Left-leaning researchers have spent decades focusing on racial bias as a contributing factor to mental illness, but their research has ignored bias and belligerence directed toward whites.

Our culture is uncomfortable talking about antiwhite aggression. Some of this is understandable. In the public mind, concerns about anti-white hate are linked with white nationalism and other forms of extremism. But all forms of racial hatred are abhorrent, and confronting anti-white hate doesn’t imply hostility toward any other racial group.

Antiwhite behavior manifests in many ways—violent attacks (including assault and rape) motivated by racial animus, bullying at school, insults, harassment, discrimination, and racially demeaning trainings at the workplace. Other examples include university courses that malign whites, and sometimes the news media’s rush to judge white people accused of racism, without sufficient evidence.

The link on ”judge white people“ is to a story about the Nick Sandmann/Covington Catholic case in which Sandmann was accused of facecrime by smirking at an Indian beating a drum in front of his face.

Hartz goes on:

My experience as a therapist tells me that these are not isolated anecdotes. A few years ago, I provided therapy for a young heterosexual white man that focused on anxiety, anger, and relationship issues. We talked about his family history and his current life. Then, more than a year into the treatment, he told me that he had experienced pervasive racially charged bullying at both his elementary school and his high school. The bullying included insults, harassment, and some fights. Much of it was explicitly racial, including comments like “white faggot” and “white bitch.” It’s unclear why no one at the schools did anything. He said that he had held back from telling me about it in part because he worried that I would frame him as privileged or “just not get it”—reactions he had experienced in the past from his friends.

One of the enraging things about this phenomenon is that if you’re angry at anti-white racial insults, it’s called “white fragility.“

An avalanche of feelings emerged. He had grown so used to keeping this experience buried that he became numb to it. Over time, it also became clear that he was in some ways more upset at the current cultural attitudes about race than about the bullying he had endured. He saw traces of his experience with bullying in current cultural dynamics: the racially insulting language like “toxic whiteness,” and the inability of the culture to express concern for white people who were attacked. As we talked, he started to formulate his experience and find his voice. I could see him become more relaxed, more reflective, more open, authentic, and assertive.
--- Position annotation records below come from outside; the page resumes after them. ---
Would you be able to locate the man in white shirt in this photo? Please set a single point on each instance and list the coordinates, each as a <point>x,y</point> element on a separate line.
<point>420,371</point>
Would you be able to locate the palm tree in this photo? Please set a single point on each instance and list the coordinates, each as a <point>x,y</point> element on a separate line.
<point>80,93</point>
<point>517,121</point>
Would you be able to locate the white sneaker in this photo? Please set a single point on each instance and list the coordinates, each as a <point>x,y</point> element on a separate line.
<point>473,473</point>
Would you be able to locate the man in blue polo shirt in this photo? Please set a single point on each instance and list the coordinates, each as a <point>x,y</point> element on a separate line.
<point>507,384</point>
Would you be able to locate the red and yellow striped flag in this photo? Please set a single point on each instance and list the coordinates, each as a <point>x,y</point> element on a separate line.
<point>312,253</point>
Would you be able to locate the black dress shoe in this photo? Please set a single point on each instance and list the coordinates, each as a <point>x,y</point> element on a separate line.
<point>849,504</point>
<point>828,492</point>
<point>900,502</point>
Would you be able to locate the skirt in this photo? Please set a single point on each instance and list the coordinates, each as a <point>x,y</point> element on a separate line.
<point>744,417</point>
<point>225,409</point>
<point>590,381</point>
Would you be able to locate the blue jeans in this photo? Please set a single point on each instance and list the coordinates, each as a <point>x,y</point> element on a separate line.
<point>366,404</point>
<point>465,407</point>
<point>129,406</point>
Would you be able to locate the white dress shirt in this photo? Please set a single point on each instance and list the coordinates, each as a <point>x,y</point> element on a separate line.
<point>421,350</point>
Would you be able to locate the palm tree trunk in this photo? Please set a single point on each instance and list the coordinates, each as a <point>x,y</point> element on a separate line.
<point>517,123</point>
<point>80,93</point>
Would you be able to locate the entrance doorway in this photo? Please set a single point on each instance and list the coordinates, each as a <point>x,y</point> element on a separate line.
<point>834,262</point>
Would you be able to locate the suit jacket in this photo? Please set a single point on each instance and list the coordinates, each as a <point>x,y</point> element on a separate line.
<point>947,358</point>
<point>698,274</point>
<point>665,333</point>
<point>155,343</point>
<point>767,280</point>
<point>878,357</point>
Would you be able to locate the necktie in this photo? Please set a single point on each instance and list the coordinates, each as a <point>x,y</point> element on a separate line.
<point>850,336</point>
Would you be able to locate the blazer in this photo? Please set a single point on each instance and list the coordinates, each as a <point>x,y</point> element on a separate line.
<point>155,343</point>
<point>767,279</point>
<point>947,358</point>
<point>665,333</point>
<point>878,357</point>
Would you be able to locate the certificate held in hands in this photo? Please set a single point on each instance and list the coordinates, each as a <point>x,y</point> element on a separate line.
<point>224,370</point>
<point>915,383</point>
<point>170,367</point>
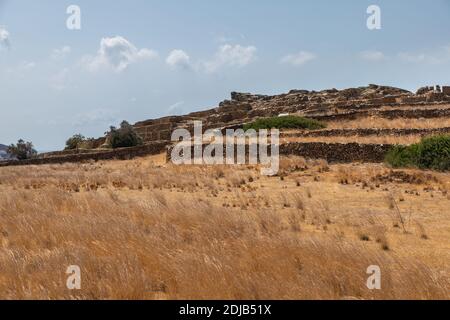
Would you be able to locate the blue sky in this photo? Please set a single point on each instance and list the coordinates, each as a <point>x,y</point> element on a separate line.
<point>143,59</point>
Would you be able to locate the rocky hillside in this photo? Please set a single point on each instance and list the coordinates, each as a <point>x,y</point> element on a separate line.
<point>3,152</point>
<point>245,107</point>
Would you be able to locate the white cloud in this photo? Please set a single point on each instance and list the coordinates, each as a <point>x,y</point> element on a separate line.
<point>4,38</point>
<point>372,55</point>
<point>231,56</point>
<point>411,57</point>
<point>438,56</point>
<point>298,59</point>
<point>59,80</point>
<point>117,54</point>
<point>176,108</point>
<point>99,116</point>
<point>179,59</point>
<point>60,53</point>
<point>26,65</point>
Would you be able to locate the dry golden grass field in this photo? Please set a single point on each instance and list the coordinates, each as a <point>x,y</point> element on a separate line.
<point>144,229</point>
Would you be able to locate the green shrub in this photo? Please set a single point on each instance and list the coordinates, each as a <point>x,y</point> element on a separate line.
<point>22,150</point>
<point>124,137</point>
<point>431,153</point>
<point>285,122</point>
<point>434,153</point>
<point>74,142</point>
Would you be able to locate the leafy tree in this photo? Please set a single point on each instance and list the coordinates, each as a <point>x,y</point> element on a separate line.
<point>22,150</point>
<point>124,137</point>
<point>74,142</point>
<point>430,153</point>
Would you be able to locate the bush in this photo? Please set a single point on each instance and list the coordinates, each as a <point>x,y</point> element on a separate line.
<point>431,153</point>
<point>22,150</point>
<point>286,122</point>
<point>124,137</point>
<point>75,142</point>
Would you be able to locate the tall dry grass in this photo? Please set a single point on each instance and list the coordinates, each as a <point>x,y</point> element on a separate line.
<point>144,231</point>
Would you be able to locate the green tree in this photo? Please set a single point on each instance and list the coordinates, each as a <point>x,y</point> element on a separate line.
<point>22,150</point>
<point>124,137</point>
<point>74,142</point>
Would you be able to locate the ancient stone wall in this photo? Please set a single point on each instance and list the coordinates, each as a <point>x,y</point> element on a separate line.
<point>119,154</point>
<point>366,132</point>
<point>332,152</point>
<point>246,107</point>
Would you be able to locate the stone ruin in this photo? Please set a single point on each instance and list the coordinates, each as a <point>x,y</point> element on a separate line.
<point>246,107</point>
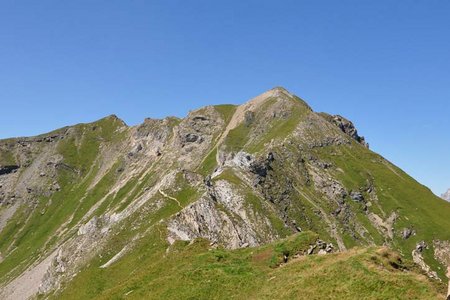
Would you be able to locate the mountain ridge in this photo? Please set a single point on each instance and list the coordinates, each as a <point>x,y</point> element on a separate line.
<point>237,176</point>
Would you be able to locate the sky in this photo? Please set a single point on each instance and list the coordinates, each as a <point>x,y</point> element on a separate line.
<point>385,65</point>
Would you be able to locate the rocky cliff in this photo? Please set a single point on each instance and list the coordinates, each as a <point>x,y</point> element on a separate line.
<point>83,200</point>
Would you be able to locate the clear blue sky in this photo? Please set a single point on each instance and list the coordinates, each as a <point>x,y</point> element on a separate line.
<point>383,64</point>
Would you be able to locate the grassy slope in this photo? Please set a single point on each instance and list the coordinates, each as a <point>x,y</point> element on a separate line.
<point>417,206</point>
<point>193,271</point>
<point>32,229</point>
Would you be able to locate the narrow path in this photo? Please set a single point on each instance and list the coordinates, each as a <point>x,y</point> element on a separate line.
<point>331,224</point>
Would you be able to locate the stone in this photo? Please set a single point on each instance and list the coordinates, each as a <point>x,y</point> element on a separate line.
<point>356,196</point>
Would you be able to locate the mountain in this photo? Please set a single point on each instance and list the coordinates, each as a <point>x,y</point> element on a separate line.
<point>264,200</point>
<point>446,195</point>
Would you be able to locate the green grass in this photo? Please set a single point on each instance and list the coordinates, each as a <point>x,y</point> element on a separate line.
<point>6,158</point>
<point>194,271</point>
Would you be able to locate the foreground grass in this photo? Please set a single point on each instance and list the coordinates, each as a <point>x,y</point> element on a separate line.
<point>194,271</point>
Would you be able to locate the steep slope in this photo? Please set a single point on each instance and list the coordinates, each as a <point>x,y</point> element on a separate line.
<point>92,201</point>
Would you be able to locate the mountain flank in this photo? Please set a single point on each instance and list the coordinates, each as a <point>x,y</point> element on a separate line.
<point>264,200</point>
<point>446,195</point>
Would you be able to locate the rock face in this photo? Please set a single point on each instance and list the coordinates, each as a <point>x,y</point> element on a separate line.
<point>238,176</point>
<point>446,195</point>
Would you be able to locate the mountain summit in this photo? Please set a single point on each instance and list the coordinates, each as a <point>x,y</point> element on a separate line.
<point>211,205</point>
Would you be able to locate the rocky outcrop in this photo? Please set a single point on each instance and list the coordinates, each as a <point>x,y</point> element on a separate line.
<point>239,176</point>
<point>347,127</point>
<point>8,169</point>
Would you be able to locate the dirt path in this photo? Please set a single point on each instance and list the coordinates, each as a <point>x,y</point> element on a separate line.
<point>27,284</point>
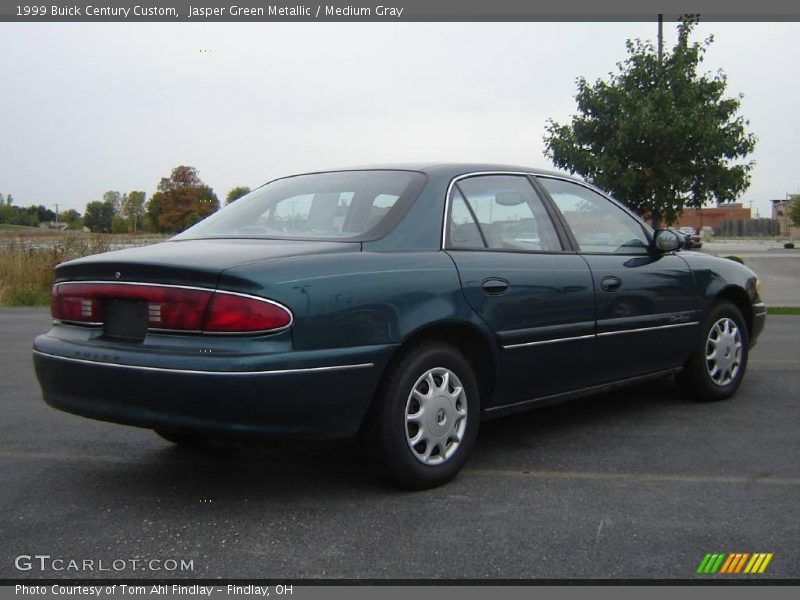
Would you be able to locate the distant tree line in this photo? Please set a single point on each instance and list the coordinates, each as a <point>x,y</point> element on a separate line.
<point>180,201</point>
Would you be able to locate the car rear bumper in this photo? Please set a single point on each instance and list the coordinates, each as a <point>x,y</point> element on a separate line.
<point>317,397</point>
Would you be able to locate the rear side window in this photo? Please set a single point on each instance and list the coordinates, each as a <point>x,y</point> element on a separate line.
<point>344,205</point>
<point>599,226</point>
<point>499,212</point>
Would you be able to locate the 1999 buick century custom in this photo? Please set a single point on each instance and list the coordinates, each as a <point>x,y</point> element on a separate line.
<point>405,303</point>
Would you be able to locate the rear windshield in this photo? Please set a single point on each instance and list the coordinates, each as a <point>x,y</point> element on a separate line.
<point>344,205</point>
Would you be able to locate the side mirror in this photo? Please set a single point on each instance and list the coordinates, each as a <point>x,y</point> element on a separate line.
<point>666,240</point>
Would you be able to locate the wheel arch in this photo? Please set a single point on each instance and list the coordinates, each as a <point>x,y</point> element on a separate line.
<point>473,342</point>
<point>739,298</point>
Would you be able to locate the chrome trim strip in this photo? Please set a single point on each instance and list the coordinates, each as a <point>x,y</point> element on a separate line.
<point>201,289</point>
<point>640,329</point>
<point>201,372</point>
<point>553,341</point>
<point>602,334</point>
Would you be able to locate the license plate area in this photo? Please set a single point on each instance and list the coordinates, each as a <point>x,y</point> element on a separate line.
<point>125,319</point>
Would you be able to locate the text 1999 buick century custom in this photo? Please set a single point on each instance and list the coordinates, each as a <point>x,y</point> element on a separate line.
<point>406,303</point>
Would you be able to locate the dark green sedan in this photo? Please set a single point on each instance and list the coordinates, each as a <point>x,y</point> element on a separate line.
<point>405,303</point>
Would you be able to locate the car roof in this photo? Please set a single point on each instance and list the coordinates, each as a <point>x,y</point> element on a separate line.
<point>452,169</point>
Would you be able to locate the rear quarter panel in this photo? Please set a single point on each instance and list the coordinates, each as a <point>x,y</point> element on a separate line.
<point>360,299</point>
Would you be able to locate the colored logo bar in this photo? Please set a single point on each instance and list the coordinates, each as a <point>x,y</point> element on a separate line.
<point>734,562</point>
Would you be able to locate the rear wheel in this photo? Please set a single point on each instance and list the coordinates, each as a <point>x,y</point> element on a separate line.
<point>425,418</point>
<point>716,367</point>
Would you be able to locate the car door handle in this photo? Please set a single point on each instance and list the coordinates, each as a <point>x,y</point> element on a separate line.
<point>494,286</point>
<point>611,283</point>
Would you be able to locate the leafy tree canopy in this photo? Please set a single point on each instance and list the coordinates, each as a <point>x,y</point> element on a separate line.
<point>657,134</point>
<point>98,216</point>
<point>181,201</point>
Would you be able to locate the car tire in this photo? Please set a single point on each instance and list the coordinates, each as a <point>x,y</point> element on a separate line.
<point>718,363</point>
<point>185,439</point>
<point>424,420</point>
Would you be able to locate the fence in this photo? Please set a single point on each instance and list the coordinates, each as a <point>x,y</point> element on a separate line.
<point>749,228</point>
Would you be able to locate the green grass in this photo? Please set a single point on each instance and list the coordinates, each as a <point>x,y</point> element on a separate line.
<point>26,265</point>
<point>783,310</point>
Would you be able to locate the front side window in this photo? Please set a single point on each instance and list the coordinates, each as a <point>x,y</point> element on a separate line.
<point>599,226</point>
<point>344,205</point>
<point>499,212</point>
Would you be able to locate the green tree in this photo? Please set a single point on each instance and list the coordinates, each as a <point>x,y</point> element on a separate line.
<point>181,201</point>
<point>236,193</point>
<point>657,134</point>
<point>133,209</point>
<point>114,199</point>
<point>98,216</point>
<point>70,216</point>
<point>794,209</point>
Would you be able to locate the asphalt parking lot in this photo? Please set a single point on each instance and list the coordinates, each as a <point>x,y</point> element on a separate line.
<point>636,484</point>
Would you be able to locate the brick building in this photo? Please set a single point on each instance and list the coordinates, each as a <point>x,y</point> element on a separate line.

Mental Health’s Blind Spot—Decades of research on the effects of racial bias on mental illness have systematically ignored antiwhite hatred, by Andrew Hartz, City Journal, May 24 2024

It’s kind of amazing that this direct condemnation of anti-white hate is coming in City Journal. While they’ve always been good on black crime issues, et cetera, they generally don’t get into what you might call “racial consciousness.“ But nowadays, everyone has to. You might not be interested in racial consciousness, but racial consciousness is interested in you.